Nos visages de mélomanes affamés avaient fondus au show de Yonatan Gat des Nuits Psychédéliques deux-mille-seize. On les a revus au FME en Abitibi durant l’été et cet automne à l’Anti avec toujours plus d’enthousiasme car le speed-psychédélisme de ces gars-là est un puissant addictif. Un an après, la formation de New York nous donne en cadeau son seul et unique batteur au nom de scène aussi stylisé que ses brûlantes apparitions sur scène. Gladys Lazer, fraîchement débarqué de la grosse pomme, viendra défoncer les planches du Temps Partiel ce prochain samedi quatre mars.
Tu te demandes, spectateur éberlué, mais de quoi peut bien avoir l’air un batteur solo sans aucune guitare, sans voix, sans basse? Je vous confirme que notre homme n’a besoin d’aucune de ces béquilles pour monter un show d’une flamboyante intensité. Voyez plutôt.
Veuillez noter qu’il sera également accompagné d’un projectionniste, qui titillera nos yeux de fioritures super-atomiques. L’expérience sera totale ou ne le sera pas.

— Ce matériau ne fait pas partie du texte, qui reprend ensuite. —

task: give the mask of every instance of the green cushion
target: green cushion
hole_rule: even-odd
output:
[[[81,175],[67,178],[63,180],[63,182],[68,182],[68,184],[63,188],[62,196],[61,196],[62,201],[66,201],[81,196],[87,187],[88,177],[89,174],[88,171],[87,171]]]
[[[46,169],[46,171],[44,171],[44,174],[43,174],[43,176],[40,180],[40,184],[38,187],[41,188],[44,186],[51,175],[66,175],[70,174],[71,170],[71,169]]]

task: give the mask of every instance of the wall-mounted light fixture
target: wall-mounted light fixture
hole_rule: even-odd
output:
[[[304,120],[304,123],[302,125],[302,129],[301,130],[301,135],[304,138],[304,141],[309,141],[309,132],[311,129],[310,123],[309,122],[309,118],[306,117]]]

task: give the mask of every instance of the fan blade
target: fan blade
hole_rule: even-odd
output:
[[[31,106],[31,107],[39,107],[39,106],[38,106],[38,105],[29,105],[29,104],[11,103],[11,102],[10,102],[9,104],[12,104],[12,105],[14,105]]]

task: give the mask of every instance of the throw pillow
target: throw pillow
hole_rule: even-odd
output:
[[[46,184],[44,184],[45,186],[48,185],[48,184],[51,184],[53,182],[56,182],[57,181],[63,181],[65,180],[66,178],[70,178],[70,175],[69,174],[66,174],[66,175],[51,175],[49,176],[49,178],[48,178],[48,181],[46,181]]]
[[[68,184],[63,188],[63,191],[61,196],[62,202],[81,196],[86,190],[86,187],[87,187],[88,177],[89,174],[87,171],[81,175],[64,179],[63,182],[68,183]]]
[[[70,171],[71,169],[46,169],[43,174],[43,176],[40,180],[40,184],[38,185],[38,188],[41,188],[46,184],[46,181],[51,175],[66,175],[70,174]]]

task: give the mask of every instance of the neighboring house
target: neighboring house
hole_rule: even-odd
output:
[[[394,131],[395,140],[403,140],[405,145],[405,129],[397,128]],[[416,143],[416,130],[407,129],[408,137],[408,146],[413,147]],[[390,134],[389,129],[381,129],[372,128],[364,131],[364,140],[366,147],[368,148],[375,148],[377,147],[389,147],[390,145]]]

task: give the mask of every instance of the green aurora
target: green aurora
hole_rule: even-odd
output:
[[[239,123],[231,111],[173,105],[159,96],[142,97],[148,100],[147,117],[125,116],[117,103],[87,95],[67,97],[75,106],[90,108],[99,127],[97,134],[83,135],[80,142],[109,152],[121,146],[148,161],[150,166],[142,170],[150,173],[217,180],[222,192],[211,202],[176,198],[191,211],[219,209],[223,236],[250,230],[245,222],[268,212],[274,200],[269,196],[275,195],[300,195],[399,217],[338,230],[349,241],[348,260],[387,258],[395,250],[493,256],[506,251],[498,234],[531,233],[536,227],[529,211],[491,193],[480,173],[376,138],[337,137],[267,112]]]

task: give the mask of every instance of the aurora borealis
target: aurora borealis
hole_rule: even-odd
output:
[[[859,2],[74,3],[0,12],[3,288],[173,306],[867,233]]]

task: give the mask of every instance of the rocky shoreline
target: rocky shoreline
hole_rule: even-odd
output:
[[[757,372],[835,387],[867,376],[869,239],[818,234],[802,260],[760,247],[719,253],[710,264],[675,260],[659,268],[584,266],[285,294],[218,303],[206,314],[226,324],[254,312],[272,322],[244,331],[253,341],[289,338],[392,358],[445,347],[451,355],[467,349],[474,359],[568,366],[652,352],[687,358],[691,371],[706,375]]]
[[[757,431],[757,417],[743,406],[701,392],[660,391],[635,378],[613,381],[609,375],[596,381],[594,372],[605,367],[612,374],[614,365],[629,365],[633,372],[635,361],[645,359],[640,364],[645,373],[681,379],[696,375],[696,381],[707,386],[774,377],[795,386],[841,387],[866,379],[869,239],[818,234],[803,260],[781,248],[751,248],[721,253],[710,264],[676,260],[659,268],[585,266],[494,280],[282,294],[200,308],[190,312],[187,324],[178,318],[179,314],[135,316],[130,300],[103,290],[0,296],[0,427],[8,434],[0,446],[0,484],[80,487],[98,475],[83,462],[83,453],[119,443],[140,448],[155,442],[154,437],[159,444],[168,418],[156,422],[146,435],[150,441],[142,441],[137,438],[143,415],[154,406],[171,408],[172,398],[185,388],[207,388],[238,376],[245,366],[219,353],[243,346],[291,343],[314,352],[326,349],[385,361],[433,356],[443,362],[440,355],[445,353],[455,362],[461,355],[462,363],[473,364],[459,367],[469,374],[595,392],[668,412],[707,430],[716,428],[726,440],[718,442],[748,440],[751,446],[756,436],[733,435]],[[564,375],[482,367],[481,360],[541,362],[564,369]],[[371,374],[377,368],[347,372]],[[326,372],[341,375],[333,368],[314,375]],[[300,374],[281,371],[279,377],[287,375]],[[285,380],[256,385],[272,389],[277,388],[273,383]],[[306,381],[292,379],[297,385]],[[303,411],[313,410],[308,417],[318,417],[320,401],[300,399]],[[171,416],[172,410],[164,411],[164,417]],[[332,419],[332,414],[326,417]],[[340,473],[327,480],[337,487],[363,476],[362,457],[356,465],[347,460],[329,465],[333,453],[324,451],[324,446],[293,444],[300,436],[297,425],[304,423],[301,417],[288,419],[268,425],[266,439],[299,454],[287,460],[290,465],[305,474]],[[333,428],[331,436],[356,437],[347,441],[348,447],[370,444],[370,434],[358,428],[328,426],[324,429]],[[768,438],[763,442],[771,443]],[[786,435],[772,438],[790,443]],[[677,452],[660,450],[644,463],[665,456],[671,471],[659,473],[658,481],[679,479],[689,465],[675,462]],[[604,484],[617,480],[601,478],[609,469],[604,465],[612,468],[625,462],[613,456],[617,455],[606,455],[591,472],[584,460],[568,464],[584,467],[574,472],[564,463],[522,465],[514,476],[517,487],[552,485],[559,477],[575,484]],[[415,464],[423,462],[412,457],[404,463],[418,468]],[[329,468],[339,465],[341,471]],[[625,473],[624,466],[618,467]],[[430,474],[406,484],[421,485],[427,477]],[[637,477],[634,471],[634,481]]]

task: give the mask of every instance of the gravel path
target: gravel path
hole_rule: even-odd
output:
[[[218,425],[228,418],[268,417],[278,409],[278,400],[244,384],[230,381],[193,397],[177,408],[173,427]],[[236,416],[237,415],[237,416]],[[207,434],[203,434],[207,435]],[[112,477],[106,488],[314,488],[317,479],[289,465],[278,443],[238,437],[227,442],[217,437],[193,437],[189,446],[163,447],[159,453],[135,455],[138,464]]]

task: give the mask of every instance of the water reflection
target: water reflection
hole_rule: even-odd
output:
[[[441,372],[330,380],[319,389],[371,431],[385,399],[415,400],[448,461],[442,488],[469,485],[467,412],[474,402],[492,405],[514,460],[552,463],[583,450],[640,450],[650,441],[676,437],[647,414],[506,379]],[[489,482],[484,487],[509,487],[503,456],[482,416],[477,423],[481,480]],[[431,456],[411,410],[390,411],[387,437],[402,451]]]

Les premières parties seront assurées par le groupe de Montréal, j’ai nommé Tendre, qui décrivent leur musique comme un « empilement de soft-garage-psychédélique qui rend cocktail ». Moi, ça me donne soif. Leur vidéo réalisée par Geneviève Lebleu est un délicieux voyage dans la pâte à modeler. Et pour clore un line-up déjà chargé, le petit nouveau band de Québec, Déception, viendra faire ses preuves sur les planches, c’est un sac à surprises que j’ai hâte de déballer.

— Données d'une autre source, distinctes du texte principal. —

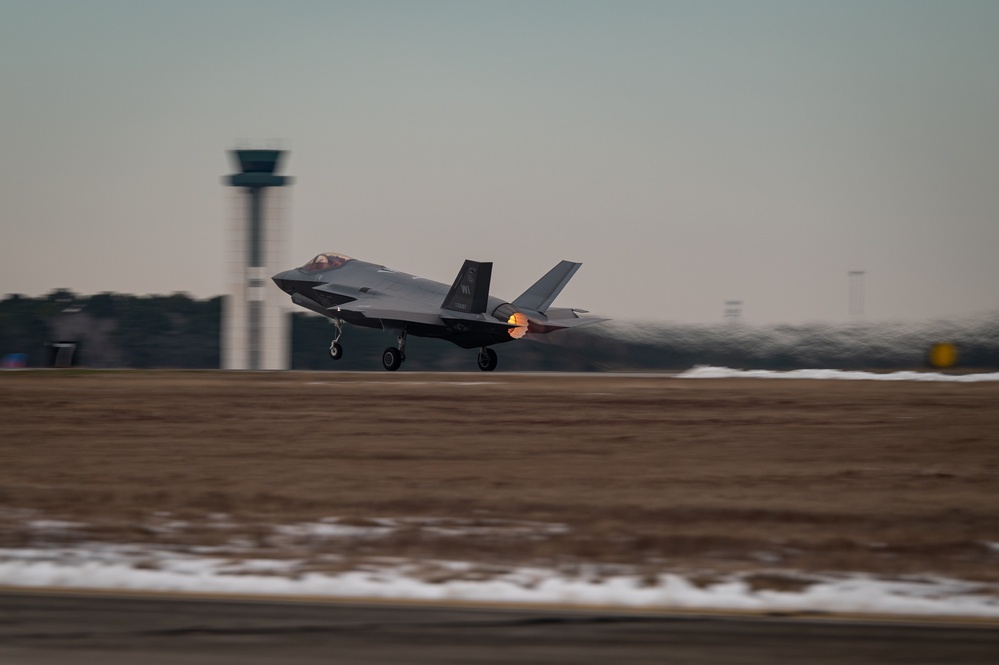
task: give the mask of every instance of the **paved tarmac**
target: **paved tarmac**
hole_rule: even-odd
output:
[[[994,625],[0,593],[0,663],[988,663]]]

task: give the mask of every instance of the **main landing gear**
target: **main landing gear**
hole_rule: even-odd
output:
[[[402,366],[402,361],[406,359],[406,331],[399,333],[399,348],[393,349],[391,346],[382,353],[382,366],[390,372],[394,372]]]
[[[488,346],[479,350],[479,369],[483,372],[491,372],[496,369],[496,352]]]
[[[334,319],[333,325],[336,326],[336,337],[333,338],[333,342],[330,344],[330,358],[333,360],[340,360],[340,358],[343,358],[343,347],[340,346],[340,336],[343,335],[343,321],[340,319]],[[382,367],[390,372],[394,372],[402,367],[403,361],[406,360],[405,330],[399,331],[398,340],[398,347],[390,346],[382,352]],[[496,352],[488,346],[484,346],[479,349],[479,355],[476,360],[479,365],[479,369],[483,372],[491,372],[496,369]]]

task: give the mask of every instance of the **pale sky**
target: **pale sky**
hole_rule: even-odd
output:
[[[0,0],[0,294],[224,292],[226,150],[291,255],[618,320],[999,309],[999,2]],[[292,267],[292,266],[286,266]]]

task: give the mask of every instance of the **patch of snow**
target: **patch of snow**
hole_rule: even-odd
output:
[[[341,598],[588,604],[659,609],[867,612],[999,617],[999,585],[949,578],[813,576],[800,591],[754,589],[745,576],[695,584],[674,573],[564,575],[522,567],[470,576],[464,562],[385,561],[335,574],[307,572],[294,560],[179,554],[139,546],[0,549],[0,584]],[[436,581],[426,571],[440,571]]]
[[[841,381],[948,381],[978,383],[999,381],[999,372],[988,374],[941,374],[939,372],[848,372],[838,369],[795,369],[776,372],[767,369],[729,369],[698,365],[677,375],[678,379],[833,379]]]

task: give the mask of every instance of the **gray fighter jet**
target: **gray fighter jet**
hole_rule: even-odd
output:
[[[437,337],[463,349],[479,347],[479,369],[496,369],[493,344],[605,319],[580,317],[586,310],[551,307],[581,263],[562,261],[513,302],[489,295],[492,263],[465,261],[454,284],[434,282],[342,254],[323,252],[301,268],[274,275],[296,305],[333,319],[330,357],[343,356],[343,323],[381,328],[398,337],[382,364],[395,371],[406,359],[406,336]]]

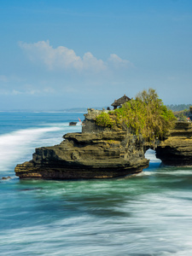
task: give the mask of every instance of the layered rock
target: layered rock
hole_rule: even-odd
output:
[[[104,178],[148,167],[143,143],[125,131],[68,133],[59,145],[36,148],[32,160],[17,165],[20,178]]]
[[[192,166],[192,123],[177,122],[157,146],[156,157],[166,166]]]

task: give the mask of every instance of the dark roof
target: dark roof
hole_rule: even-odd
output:
[[[119,106],[124,104],[125,102],[126,102],[128,101],[131,101],[131,98],[127,97],[125,96],[125,94],[121,98],[119,98],[118,100],[115,100],[113,102],[113,103],[111,104],[111,106],[113,106],[113,107],[119,107]]]

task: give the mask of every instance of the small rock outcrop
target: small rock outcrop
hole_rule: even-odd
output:
[[[89,109],[80,133],[66,134],[53,147],[36,148],[32,160],[15,167],[20,178],[107,178],[137,173],[148,166],[143,141],[129,132],[97,126]]]
[[[156,157],[166,166],[192,166],[192,123],[177,122],[156,148]]]

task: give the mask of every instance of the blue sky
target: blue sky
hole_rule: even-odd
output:
[[[191,0],[0,0],[0,110],[192,104]]]

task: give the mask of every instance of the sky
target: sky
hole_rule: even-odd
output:
[[[192,104],[191,0],[0,0],[0,111]]]

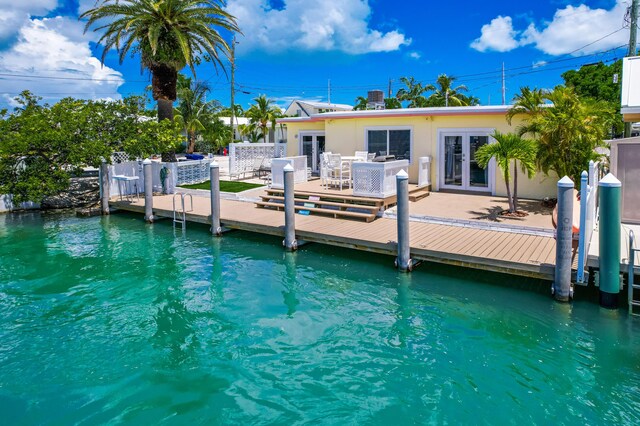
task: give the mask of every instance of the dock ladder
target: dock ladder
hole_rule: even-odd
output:
[[[180,205],[176,207],[176,197],[179,197]],[[185,199],[189,197],[189,209],[186,209]],[[187,212],[193,211],[193,196],[177,192],[173,194],[173,227],[179,223],[182,229],[187,227]]]
[[[640,306],[640,299],[634,299],[634,290],[640,290],[640,284],[634,284],[635,278],[635,259],[636,253],[640,252],[640,248],[635,247],[635,236],[633,231],[629,231],[629,269],[627,275],[629,276],[629,314],[634,315],[633,307]],[[639,315],[639,314],[635,314]]]

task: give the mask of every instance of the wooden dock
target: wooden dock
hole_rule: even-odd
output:
[[[188,203],[187,203],[188,204]],[[110,205],[144,213],[144,199]],[[154,196],[154,215],[173,217],[173,196]],[[188,208],[188,206],[187,206]],[[221,200],[221,222],[229,229],[284,236],[284,213],[254,203]],[[193,197],[188,222],[210,224],[210,199]],[[320,215],[296,214],[299,240],[396,256],[397,224],[378,218],[366,223]],[[488,229],[411,222],[411,258],[551,280],[555,264],[553,237]],[[391,261],[390,261],[391,263]]]

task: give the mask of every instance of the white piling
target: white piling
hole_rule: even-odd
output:
[[[409,247],[409,175],[400,170],[396,175],[397,218],[398,224],[398,257],[396,266],[402,272],[412,269]]]
[[[296,208],[294,200],[294,176],[291,164],[284,166],[284,248],[294,251],[298,248],[296,241]]]
[[[568,302],[571,291],[571,243],[573,237],[573,188],[568,176],[558,181],[558,216],[556,229],[556,268],[553,294],[556,300]]]
[[[209,164],[209,178],[211,182],[211,233],[222,235],[220,227],[220,165],[217,161]]]
[[[100,204],[102,214],[108,215],[109,212],[109,165],[105,160],[100,163]]]
[[[153,223],[153,166],[148,158],[142,162],[144,168],[144,220]]]

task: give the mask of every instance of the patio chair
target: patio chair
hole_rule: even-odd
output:
[[[342,155],[330,154],[327,162],[327,182],[328,185],[337,185],[342,191],[344,184],[348,184],[351,188],[351,164],[342,161]]]
[[[256,157],[253,159],[253,167],[251,170],[253,171],[253,176],[260,177],[260,169],[262,167],[262,163],[264,162],[264,157]]]
[[[362,161],[367,161],[367,155],[369,153],[367,151],[356,151],[356,155],[354,157],[361,159]]]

Mercredi soir, j’ai eu la chance d’assister à un concert semi privé avec des jams aventureux truffés de mélodies hypnotisantes et de prouesses rythmiques. Un band de New York et un band de Québec, les deux situés dans le champ gauche du rock, ont occupé la scène de l’Anti.
Le premier des deux, c’est le Charme, anciennement connu sous le sobriquet bunuelien «Le Charme Discret de la Bourgeoisie», un quatuor de Québec qui a connu maintes transformations au fil des ans mais pour qui on sent une sorte d’apogée en ce moment, avec la parution d’un excellent nouvel album prévue pour le 14 octobre prochain au Pantoum. Le set a débuté avec l’excellente «Refus Global», une pièce de Fitzcarraldo, et a pour l’essentiel été constitué du répertoire de ce nouvel opus. L’ensemble a manifestement une belle complicité et une belle créativité et le tout est interprété avec justesse, témoignant d’un réel progrès à bien des égards. C’était la mise en bouche toute désignée pour ouvrir la voie au délire-déluge qui allait suivre.

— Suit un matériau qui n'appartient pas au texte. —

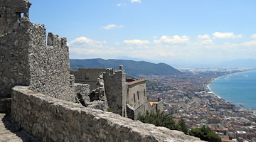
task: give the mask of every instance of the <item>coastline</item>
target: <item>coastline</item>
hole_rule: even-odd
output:
[[[220,77],[226,77],[226,76],[230,76],[230,75],[235,75],[235,74],[238,74],[238,73],[242,73],[242,72],[251,72],[251,71],[256,71],[255,70],[244,70],[244,71],[240,71],[240,72],[233,72],[233,73],[229,73],[229,74],[226,74],[226,75],[222,75],[222,76],[220,76],[220,77],[215,77],[215,78],[213,78],[210,82],[206,85],[207,87],[207,89],[208,89],[208,91],[211,92],[212,92],[212,94],[215,96],[216,97],[218,97],[218,99],[222,99],[223,101],[225,101],[225,102],[227,103],[230,103],[230,104],[234,104],[232,102],[227,102],[226,100],[222,99],[220,96],[218,96],[216,93],[215,93],[210,87],[210,85],[213,83],[213,82],[214,82],[215,80],[218,80]],[[234,104],[235,105],[235,104]],[[244,107],[245,109],[256,109],[256,108],[252,108],[252,109],[249,109],[249,108],[247,108],[246,106],[242,106],[241,104],[239,104],[240,106],[236,106],[237,107]]]

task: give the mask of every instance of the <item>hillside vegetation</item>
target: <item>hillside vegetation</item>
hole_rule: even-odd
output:
[[[124,69],[127,75],[132,77],[136,77],[138,75],[171,75],[181,74],[178,70],[164,63],[154,64],[144,61],[114,59],[70,59],[70,62],[71,69],[75,70],[80,67],[114,67],[118,69],[119,65],[124,65]]]

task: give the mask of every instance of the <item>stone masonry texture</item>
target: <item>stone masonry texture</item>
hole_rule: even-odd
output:
[[[17,124],[14,131],[1,126],[0,138],[4,136],[1,140],[25,141],[26,137],[9,133],[18,136],[21,131],[46,142],[199,141],[181,131],[121,116],[127,116],[127,96],[122,67],[102,75],[105,82],[111,82],[105,93],[112,102],[110,108],[117,114],[73,102],[75,87],[67,40],[52,33],[47,36],[44,25],[30,22],[31,5],[27,0],[0,0],[0,106],[7,109],[10,102],[6,99],[11,97],[11,116]],[[85,89],[80,93],[87,97],[88,86],[76,88]],[[6,118],[1,119],[5,126]],[[28,137],[32,138],[28,141],[33,141]]]
[[[15,85],[26,85],[74,101],[66,38],[50,33],[46,41],[44,26],[29,21],[28,1],[0,0],[0,97],[10,97]]]
[[[200,141],[183,132],[132,121],[36,93],[13,89],[11,117],[42,141]]]

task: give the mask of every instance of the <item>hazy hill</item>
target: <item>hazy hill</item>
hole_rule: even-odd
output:
[[[103,59],[70,59],[70,67],[78,70],[80,67],[97,67],[119,69],[119,65],[124,65],[127,75],[136,77],[137,75],[177,75],[181,72],[164,63],[154,64],[144,61],[134,61],[126,60],[103,60]]]

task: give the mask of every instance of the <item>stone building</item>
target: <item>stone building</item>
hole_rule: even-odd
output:
[[[1,104],[10,104],[3,100],[10,100],[11,88],[16,85],[29,86],[34,92],[74,101],[66,38],[49,33],[46,40],[44,25],[29,21],[28,1],[0,0],[0,4]]]
[[[75,97],[87,93],[89,84],[75,84],[66,38],[50,33],[46,38],[44,26],[29,21],[31,5],[27,0],[0,0],[0,112],[11,109],[18,131],[41,141],[199,141],[178,131],[73,102]],[[117,87],[105,84],[108,82]],[[126,84],[122,68],[107,69],[99,75],[95,93],[87,99],[99,99],[126,116]],[[114,100],[112,104],[106,96]]]
[[[102,101],[103,108],[97,107],[102,110],[132,119],[137,119],[139,114],[146,111],[164,110],[162,101],[147,99],[146,80],[127,79],[122,65],[118,70],[114,68],[80,68],[78,71],[71,70],[70,73],[75,75],[75,84],[90,84],[90,94],[82,96],[84,98],[89,96],[90,102]]]

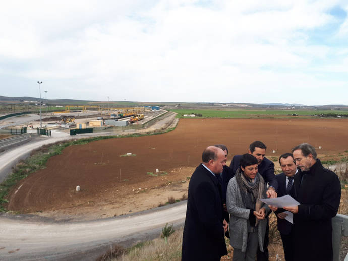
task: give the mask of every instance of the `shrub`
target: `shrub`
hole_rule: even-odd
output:
[[[170,225],[168,226],[168,223],[166,223],[164,227],[162,229],[162,235],[161,235],[161,237],[162,238],[165,238],[166,241],[168,237],[174,233],[174,231],[175,231],[175,230],[173,228],[173,225]]]
[[[176,202],[176,201],[175,201],[175,198],[174,198],[172,196],[168,197],[168,203],[169,204],[172,204],[173,203],[175,203]]]

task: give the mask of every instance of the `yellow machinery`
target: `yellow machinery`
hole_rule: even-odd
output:
[[[67,105],[65,111],[56,111],[54,113],[62,113],[70,112],[71,110],[81,109],[82,112],[87,111],[87,109],[96,109],[100,115],[109,115],[111,114],[117,115],[122,114],[123,117],[129,117],[136,114],[145,112],[145,108],[144,107],[134,107],[128,108],[102,108],[99,105]]]
[[[135,116],[131,117],[131,118],[129,120],[129,123],[133,123],[133,122],[139,121],[142,119],[144,119],[144,114],[137,114]]]

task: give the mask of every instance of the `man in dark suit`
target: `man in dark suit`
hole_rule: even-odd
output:
[[[225,165],[223,151],[209,146],[202,160],[189,184],[182,261],[217,261],[227,253],[224,236],[227,223],[223,216],[221,186],[215,176]]]
[[[275,176],[275,178],[278,185],[278,197],[282,197],[289,194],[294,184],[294,177],[298,171],[291,153],[285,153],[281,155],[279,158],[279,163],[283,173]],[[293,245],[292,224],[285,219],[287,215],[280,209],[275,211],[275,213],[278,220],[278,230],[280,232],[281,240],[283,241],[285,259],[286,261],[295,261],[293,255],[294,249]]]
[[[265,157],[266,149],[267,147],[262,142],[256,141],[250,144],[248,153],[257,159],[259,173],[262,176],[266,183],[268,184],[268,189],[266,192],[267,197],[268,198],[276,198],[278,182],[275,179],[275,175],[274,175],[274,163]],[[242,155],[236,155],[232,159],[229,167],[232,169],[233,173],[235,173],[239,168],[239,161]],[[268,261],[268,247],[269,226],[268,222],[267,224],[263,244],[263,252],[260,251],[260,248],[259,248],[256,254],[257,261]]]
[[[283,208],[294,213],[294,259],[332,261],[331,219],[339,206],[339,179],[323,167],[314,147],[310,144],[302,143],[292,152],[301,171],[295,176],[290,195],[300,205]]]
[[[225,155],[225,163],[227,162],[227,157],[228,155],[228,149],[227,147],[223,144],[217,144],[214,145],[217,148],[219,148],[223,151]],[[226,206],[226,200],[227,199],[227,186],[228,185],[229,180],[234,176],[234,173],[232,172],[232,169],[229,168],[228,166],[223,166],[223,170],[222,172],[219,175],[217,175],[217,180],[221,185],[221,199],[222,200],[222,204],[223,205],[223,210],[224,211],[223,217],[225,220],[228,223],[229,221],[229,214],[227,211],[227,206]],[[227,230],[225,234],[225,235],[229,238],[229,233]]]

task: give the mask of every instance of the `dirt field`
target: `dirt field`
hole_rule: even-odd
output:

Pour ceux qui n’ont jamais vu Yonatan Gat, c’est assez difficile à rendre justice à l’expérience en mots, comme pourront en témoigner ceux qui l’ont vu au Festival OFF 2015 ou aux Nuits Psychédéliques 2016. D’abord, tout se passe sur le plancher des vaches, le band refusant de monter sur le stage depuis aussi longtemps que je les connais, préférant s’installer au beau milieu de la foule (relativement clairsemée pour l’occasion, je dois l’admettre). Les lumières environnantes s’éteignent avant la performance et les lampes du groupe, une rouge d’abord pendant l’intro menée par le guitariste qui donne son nom à la troupe, puis une verte qui donne le signe d’envoi au bassiste et au batteur qui offriront une trame musicale quasi ininterrompue pour la prochaine heure. Le principe est généralement le même: des jams frénétiques inondent les oreilles des spectateurs pour lier entre elles les pièces des deux plus récentes parutions, Iberian Passage et Director, toutes deux chez Joyful Noise. Au beau milieu d’une de ces transitions improvisées, Joe Dassin s’invite pour une dizaine de secondes ce qui m’a fait bien rire, alors que Yonatan interprète au passage une partie de la mélodie de «L’Été Indien», avec la face du gars qui se demande si son public va catcher la joke. La performance a été somme toute fort généreuse, comme d’habitude, et ce malgré la petite assistance réunie sur place, insuffisante pour énergiser vraiment les musiciens qui n’en ont finalement pas eu besoin pour donner une performance survoltée. Le batteur donnait parfois l’impression qu’il allait prendre feu, alors que les deux autres ne donnaient pas non plus leur place.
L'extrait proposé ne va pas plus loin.